High value-add services sector

Foo opines that Malaysia will continue to move up the value chain in the services sector by providing a service that anticipates what the customer wants, at the right time, place and in the right quantity. In such a situation, the benefits usually outweigh the costs even if the latter is higher. In education, there needs to be continuous investment in R&D to complement the economic transformation and future-proof the labour force.


Higher influx of foreign investors

In the next decade, foreign investors will be a major market mover for Malaysian properties, says Reapfield Properties’ Lee. In the tabling of Budget 2020, the reduction of the pricing threshold from RM1 million to RM600,000 in urban areas for foreign purchasers is a good starting point but Lee opines that it is not aggressive enough to bring in foreign investors.


Trend of minimalist properties

We will see developers trying to create more value, notes Lee. The trend will be providing affordable housing that also has a certain value proposition, such as better-quality facilities. Properties will be kept simple and minimalistic but of a certain standard or value — unnecessary facilities such as a forest garden and koi pond will be dropped. There will be fewer facilities but they will be of good quality and relevant, such as electric vehicle charging stations.


More alternative homeownership mechanisms

Alternative homeownership mechanisms provide innovative financing packages that may assist people to own a house. But, according to Foo, the risk is that the disparity between satisfying a need and actual financial capability is neglected until a loan default occurs. Currently, the alternatives include rent-to-own, build-to-own, co-ownership and peer-to-peer financing schemes. Collectively, these mechanisms could create a more dynamic housing market by providing buyers with new ways to accumulate savings.

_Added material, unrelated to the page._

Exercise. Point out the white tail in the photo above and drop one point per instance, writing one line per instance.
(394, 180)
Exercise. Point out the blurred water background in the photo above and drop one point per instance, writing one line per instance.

Trend of renting by millennials

Millennials no longer see the need to own a property, PPC International’s Siders says. They tend to shy away from looking at the hidden cost when acquiring a property and subsequently disposing of it. In terms of mobility, they want the freedom to move around. They are not in the game of buying and selling. As a result, the rental market is bound to pick up with an appreciation of values.



Co-living, says Rahim & Co International’s Siva, is a group of people sharing and buying a house together because they cannot afford to own a property by themselves. As properties become more unaffordable, co-living may become more common. However, Siva thinks it will not catch on. He does not see Malaysians accepting this kind of lifestyle as it is inconvenient to share and own a property together with other people.

Wong expects co-living to grow in popularity. The sharing economy has spilled over to accommodation and this concept of live-work-play appeals especially to millennials. They can get chores done for a fee, take part in social events, prepare meals together in a communal kitchen and foster a sense of community living.

This is a trend that is being seen in the property market overseas and it might be something that will take off in a bigger way, Siders notes. The viability of co-living in Malaysia in the near future is hard to predict as it is not very well accepted except among students, owing to the Asian mentality and culture.



Other than offering workspace, co-working has evolved to become more community based, Siva observes. Events, talks and activities are organised to do cross-business with other people in a co-working space. He opines that there are too many co-working centres in the market and sees some consolidation soon. This trend is viable as the concept is flexible and can accommodate change quickly.


Transit-oriented developments/integrated developments

Siva sees growth for these types of developments as they seem to be in favour in the current market. Developments that are close to an MRT or LRT station will be able to command a higher selling price and sales will be better. As the city becomes more crowded and more people rely on public transport, these developments will be more in demand.